House of Assembly - Fifty-First Parliament, Third Session (51-3)
2009-10-13 Daily Xml

Contents

Question Time

ROYAL ADELAIDE HOSPITAL, HEPATITIS C

Mr RAU (Enfield) (14:54): My question is to the Minister for Health. What follow-up support and testing is being offered to patients following the positive testing of a health care worker at the Royal Adelaide Hospital for hepatitis C?

The Hon. J.D. HILL (Kaurna—Minister for Health, Minister for the Southern Suburbs, Minister Assisting the Premier in the Arts) (14:54): Over recent days, 30 former patients from the Royal Adelaide Hospital have been identified as at risk of transmission of the virus hepatitis C from a health care worker. Officers of SA Health have been locating and contacting those who can be reached. Only one of the relevant patients remains to be reached, and that person is believed to be in remote Western Australia. I understand that departmental officers have spoken to a member of that person's family. On contact, patients are offered precautionary screening for hepatitis C and support and counselling.

This has resulted after a health care worker at the hospital tested positive for hepatitis C on 18 September and immediately informed hospital management. Using national and international health guidelines, staff at the Communicable Disease Control Branch of SA Health and hospital management, with the Chief Public Health Officer, Dr Stephen Christley, and clinical experts in the field of expertise of the health care worker, have reviewed the activities this health care worker has been involved in over some years.

This is a time-consuming process, as members would understand, but they have come up with a list of 30 patients who might have been at a very small risk (and I emphasise that) of transmission and have been locating and contacting them or their families and GPs over recent days. Screening and counselling have been offered if required. It was considered important that every possible step was taken to ensure that patients were alerted before the matter became public. I have been advised today that so far 13 patients have had testing, with the results showing they have not contracted hepatitis C. Health experts advise that in this case the risk of transmission is extremely low.

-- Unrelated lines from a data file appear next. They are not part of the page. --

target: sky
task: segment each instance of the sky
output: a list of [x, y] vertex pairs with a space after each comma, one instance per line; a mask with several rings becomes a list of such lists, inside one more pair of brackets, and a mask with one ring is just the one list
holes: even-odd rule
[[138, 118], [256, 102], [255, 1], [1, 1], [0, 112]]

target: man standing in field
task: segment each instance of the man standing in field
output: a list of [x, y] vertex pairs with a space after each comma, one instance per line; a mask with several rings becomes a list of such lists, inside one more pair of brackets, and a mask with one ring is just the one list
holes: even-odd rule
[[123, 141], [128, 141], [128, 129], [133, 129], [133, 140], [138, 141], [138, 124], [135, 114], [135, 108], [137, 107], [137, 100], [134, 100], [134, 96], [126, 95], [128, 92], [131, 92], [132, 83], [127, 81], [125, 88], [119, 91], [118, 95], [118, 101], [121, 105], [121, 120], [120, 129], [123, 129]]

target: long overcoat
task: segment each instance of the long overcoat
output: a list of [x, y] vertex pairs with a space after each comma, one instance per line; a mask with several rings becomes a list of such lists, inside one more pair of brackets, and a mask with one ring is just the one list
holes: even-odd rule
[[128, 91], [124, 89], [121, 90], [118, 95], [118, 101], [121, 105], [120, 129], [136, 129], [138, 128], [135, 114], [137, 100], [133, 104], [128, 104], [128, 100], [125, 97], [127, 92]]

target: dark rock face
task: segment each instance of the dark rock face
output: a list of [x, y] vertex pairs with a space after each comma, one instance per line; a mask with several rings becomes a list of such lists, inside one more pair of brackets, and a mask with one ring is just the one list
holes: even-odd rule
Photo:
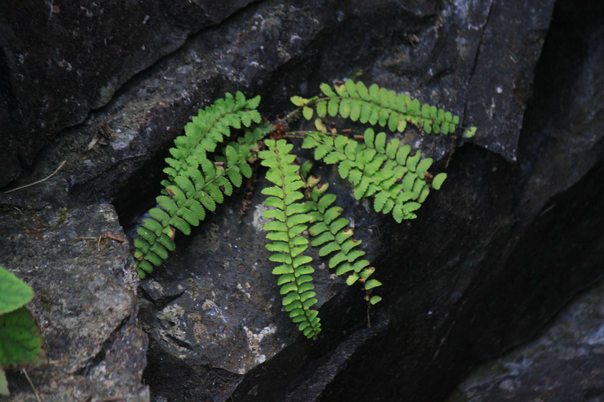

I stress that this issue is a medical issue, which is being managed by hospital staff and SA Health. As a medical issue, this matter is being overseen by the state's Chief Medical Officer, Professor Paddy Phillips, who briefed me yesterday, and the state's Chief Public Health Officer, Dr Stephen Christley. Professor Phillips is an eminent and respected doctor who has worked interstate and overseas as well as in Adelaide. Professor Phillips was previously professor and head of medicine at Flinders University, Flinders Medical Centre and Repatriation General Hospital. Before that he held senior clinical academic posts at the University of Melbourne and Oxford University.

This is not a political issue and, as such, it was absolutely appropriate for Professor Phillips to brief the media on what the department had done. Unfortunately, the new opposition health shadow yesterday chose to chase ambulances on this issue. He chose to politicise this issue, claiming a cover-up. He told media yesterday, 'It looks like a cover-up to me. It could be 30 people; it could be 300 people.'

I want to make it absolutely plain to the shadow minister, the media and everyone else that there is no ambiguity whatsoever about this figure. It is 30, as determined by the experts in the Communicable Disease Branch, clinical experts in the relevant field, infectious disease and liver disease experts and the Director of Medical Services from the RAH as well as Dr Christley and signed off by Professor Phillips. By creating the idea that there is a cover-up, by saying that it may not be 30, it may be 300, the shadow minister is saying that the credibility of those honourable people is somehow impugned. He is attacking the credibility of outstanding health workers in South Australia for a political end.

There has been a very robust investigation into determining the list of 30 patients using the most up-to-date information and guidelines available. SA Health is more than happy to provide a briefing to the health shadow to go through this if he so chooses. Can I say to the shadow minister as kindly as I possibly can: it is all very well for him to go around our hospital and health sector saying to people he meets that he is different from Vickie Chapman, 'I am no Vickie Chapman,' or words to that effect. It is okay for him to say that and, I have to say, they like the fact that he is not Vickie Chapman; they do like that. However, he has to carry out those words with actions. He cannot be a hospital chaser in the media and a nice, sensitive, new age guy when he deals with staff from the hospitals, because they will see through it.